Race should not matter. When Harold Ford ran for the Senate in Tennessee he was ahead until racist ads appeared. They were quickly pulled, everyone denied that they were behind it, but they did the damage and he lost. Racism is a very potent politically ally, however, and sadly, the the Republicans, it is one that many candidates have been willing to use. Racism is the key to getting poor, working class and middle class white voters to vote for a Republican Party that advances a political agenda that directly goes against their own economic interests. I like to think that no candidate of either party would stoop to such a level, but, sadly, it does take place.
I don't believe that John McCain has a racist bone in his body, but, as we all saw with 'swift boating,' racist issues will be raised if he runs against Barack Obama.
Racism is, frankly, a part of talk radio. Every day when people tune into Rush Limbaugh people help to promote racism. Limbaugh, who has a history of race baiting and very racist comments, will subtly remind listeners that Obama is an African American and we ought to be afraid.

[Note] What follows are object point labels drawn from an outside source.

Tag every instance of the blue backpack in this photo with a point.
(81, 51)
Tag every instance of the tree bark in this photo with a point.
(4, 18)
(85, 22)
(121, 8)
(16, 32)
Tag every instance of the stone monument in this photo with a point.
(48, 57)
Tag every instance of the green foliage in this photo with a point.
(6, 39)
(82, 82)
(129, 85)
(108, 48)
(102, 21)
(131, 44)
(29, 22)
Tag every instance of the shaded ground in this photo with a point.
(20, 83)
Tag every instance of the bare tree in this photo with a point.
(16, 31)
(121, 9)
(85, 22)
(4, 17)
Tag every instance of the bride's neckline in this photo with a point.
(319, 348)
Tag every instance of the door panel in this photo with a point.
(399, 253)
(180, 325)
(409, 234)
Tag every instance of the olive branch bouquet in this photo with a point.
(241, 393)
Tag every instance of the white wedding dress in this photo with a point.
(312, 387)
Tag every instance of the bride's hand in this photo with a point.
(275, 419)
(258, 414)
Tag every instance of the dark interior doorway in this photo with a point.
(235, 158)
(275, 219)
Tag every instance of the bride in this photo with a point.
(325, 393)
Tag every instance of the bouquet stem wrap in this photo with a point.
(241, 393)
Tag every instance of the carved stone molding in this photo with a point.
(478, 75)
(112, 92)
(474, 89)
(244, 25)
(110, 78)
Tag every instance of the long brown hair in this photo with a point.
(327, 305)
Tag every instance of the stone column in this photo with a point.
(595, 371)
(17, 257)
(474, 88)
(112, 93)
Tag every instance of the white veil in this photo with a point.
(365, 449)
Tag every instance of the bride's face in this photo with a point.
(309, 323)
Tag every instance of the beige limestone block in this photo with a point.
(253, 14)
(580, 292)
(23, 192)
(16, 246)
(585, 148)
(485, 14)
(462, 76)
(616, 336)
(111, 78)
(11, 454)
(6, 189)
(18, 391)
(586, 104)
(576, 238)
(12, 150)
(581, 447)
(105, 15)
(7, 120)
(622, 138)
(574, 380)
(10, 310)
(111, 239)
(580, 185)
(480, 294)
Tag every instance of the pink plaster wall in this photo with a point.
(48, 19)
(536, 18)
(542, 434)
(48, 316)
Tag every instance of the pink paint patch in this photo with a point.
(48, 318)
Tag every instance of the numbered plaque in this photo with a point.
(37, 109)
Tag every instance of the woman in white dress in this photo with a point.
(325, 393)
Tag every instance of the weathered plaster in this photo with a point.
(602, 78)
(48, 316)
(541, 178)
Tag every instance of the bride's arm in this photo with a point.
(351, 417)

Much of the criticism of Trinity United Church of Christ has become from racially driven people who want to condemn a mostly African American congregation, not acknowledging that Sunday morning is one of the most segregated times of the week. I don't believe that it's because of racist agendas, but it is very cultural in terms of w0rship style preferences.
If one does some research, and it isn't difficult to follow the time line, the rise of the so-called Religious Right has its roots in an interesting spot. Most people see the Religious Right as having social agendas opposing abortion and gay marriage. True enough, but when abortion was first legalized, the religious conservatives were not opposed to Roe v. Wade. In fact, many of them supported it. It wasn't abortion that triggered this movement as much as Bob Jones University, a blatantly racist school, was stripped of its tax exemption status because of the racism. It was only after that event that the Religious Right (born in Virgina, home of Falwell, Roberson), determined that they needed to become more politically active. They rose up to protect a racism institution.
Of course, they couldn't publicly support racism, so they chose a surrogate. Abortion. It wasn't until after the Bob Jones University controversy became an issue that abortion became an issue. It wasn't until after Bill Clinton was elected President that gay rights became much of an issue in that universe.
I do not believe that most Republicans are racist. I also don't believe that all Democrats aren't racist. What I do believe is that racism is alive and well and will definitely become an issue if Barack Obama is the Democratic candidate.
I happen to like Hillary Clinton better than Barack Obama, but it's all about experience. I also believe that whoever wins the nomination will have done so after a difficult fight and I would happily support Barack Obama. If he does win the nomination, however, I do hope that we, as a nation, are able and willing to confront racism and shine the light of day on hatred so that it might be exposed and eliminated.
One thing in life I have no understanding of is why people find it so desirable to hate others. Nothing is sadder than that.